Zach Bryan, man’s best friend
The US musician is a phenomenon in his country. He recently released his sixth album, embracing a more classic rock style without abandoning his country roots

During the summer of 2023, U.S. media detected a growing loneliness problem among men. They no longer had friends. They no longer liked anything.
In less than a month, The New York Times published two articles on the subject: one discussing how difficult having close friends seemed to have become, with another offering pickleball as a cure for this new pandemic.
A year later, the issue was still burning, and a solution was still pending. That is, until the 4th of July, which coincided with the release of The Great American Bar Scene (2024), the fifth album by country musician Zach Bryan. The Atlantic suggested that perhaps therein lay the cure for contemporary male loneliness. It sounded like a joke (albeit no more so than pickleball), but it confirmed an already undeniable fact: Zach Bryan had become a musical and social phenomenon. He was on his way to becoming that musician who emerges in every American generation.
Last September, Bryan performed at Michigan Stadium before 112,408 people, the largest attendance for a non-festival or free concert in U.S. history. That night, merchandise sales reached $5 million.
With Heaven on Top (2026) is the sixth album by this 29-year-old musician, who was born in Japan (at the U.S. Navy base where his parents were stationed) and raised in Oklahoma. The record was released on January 9 and soon hit No.1 on the U.S. Billboard charts. Bryan dethroned another country singer, Morgan Wallen, confirming that the genre is experiencing a golden age… and also a period of controversy.
While Wallen leads the more ideologically reactionary (he has made several racist remarks) and algorithmic faction (it took 52 songwriters to complete his 2025 album I’m the Problem) of country music, Bryan is at the forefront of a movement that fully embraces the Springsteen legacy: one that bleeds whenever the country loses its grip, offering criticism from a position of melancholic patriotism.

The singer behind Pink Skies (2024) updates this legacy with a somewhat dysfunctional personal life. This is extensively documented on his social media, which is full of notorious drinking binges (followed by periods of celebrated sobriety), highly publicized breakups (his relationship with podcaster Brianna LaPaglia has yet to be fully processed in certain U.S. newsrooms), and trips to music festivals. In his songs, he has insulted members of Immigration and Customs Enforcement (ICE), such as on the track Bad News, which is included on his latest album.
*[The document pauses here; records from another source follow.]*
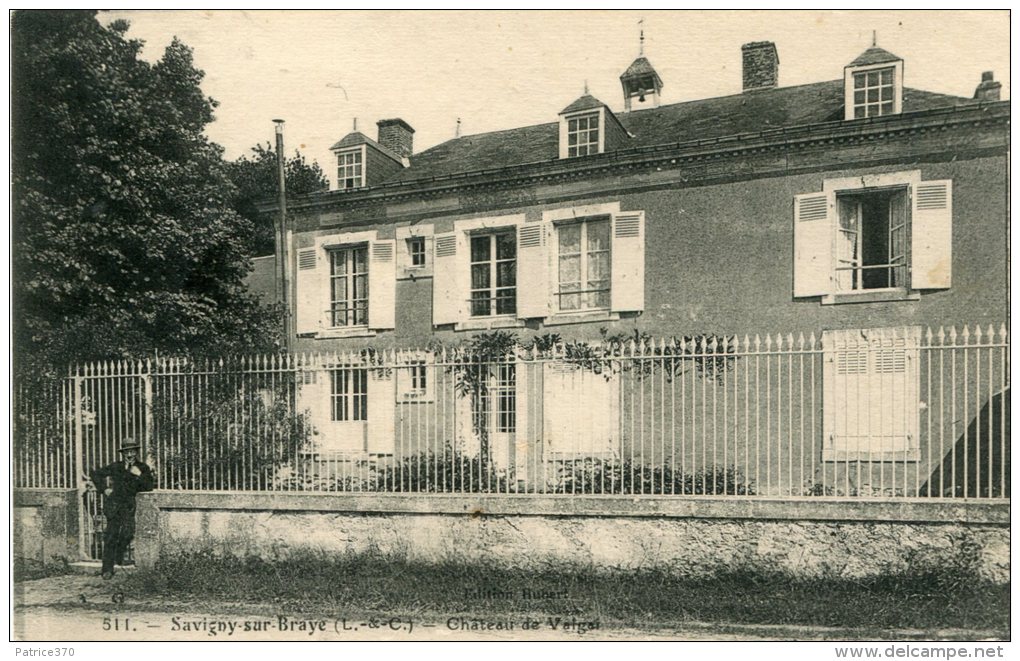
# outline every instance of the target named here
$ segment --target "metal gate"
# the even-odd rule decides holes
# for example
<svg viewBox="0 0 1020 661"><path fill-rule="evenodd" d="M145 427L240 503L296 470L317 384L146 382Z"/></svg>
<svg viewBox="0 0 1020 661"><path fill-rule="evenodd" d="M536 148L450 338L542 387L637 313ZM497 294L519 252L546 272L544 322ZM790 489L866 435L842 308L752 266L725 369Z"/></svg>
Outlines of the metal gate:
<svg viewBox="0 0 1020 661"><path fill-rule="evenodd" d="M86 560L102 559L106 529L104 496L101 491L88 490L86 478L92 471L117 461L118 449L125 439L141 444L142 461L146 461L150 446L151 378L139 374L141 369L128 367L128 370L100 365L90 370L94 373L71 377L75 467L79 476L78 541L81 557ZM96 487L102 489L102 485ZM131 556L129 549L127 558Z"/></svg>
The lyrics were leaked last October, and he was publicly disparaged by members of the Trump administration.
Zach Bryan debuted in 2019 with DeAnn, a stripped-down country album named after his late mother, who struggled with alcoholism. He recorded it in various houses in Oklahoma just after being discharged from the Navy. Bryan was spurred on by the burgeoning success of his rudimentary YouTube videos, in which he performed his early compositions.
Over-the-top and unpredictable in both his personal and artistic life, Bryan married content creator Samantha Leonard last New Year’s Eve at the Basilica of Santa María, in San Sebastián, Spain. There was a banquet at the Miramar Palace for 200 guests, who arrived by private plane from New York City. A smiling bull topped the wedding cake and attendees took a dip in La Concha beach. San Sebastián will also be the first stop on Bryan’s upcoming European tour.
Days after the release of his latest album, the singer — fed up with being criticized every time he released an album for being “overproduced” — announced that he had sat down at home with his guitar and a microphone to re-record all the songs, providing fans with an acoustic version.
A man’s best friend is another man capable of doing things like this, all to keep the bond alive.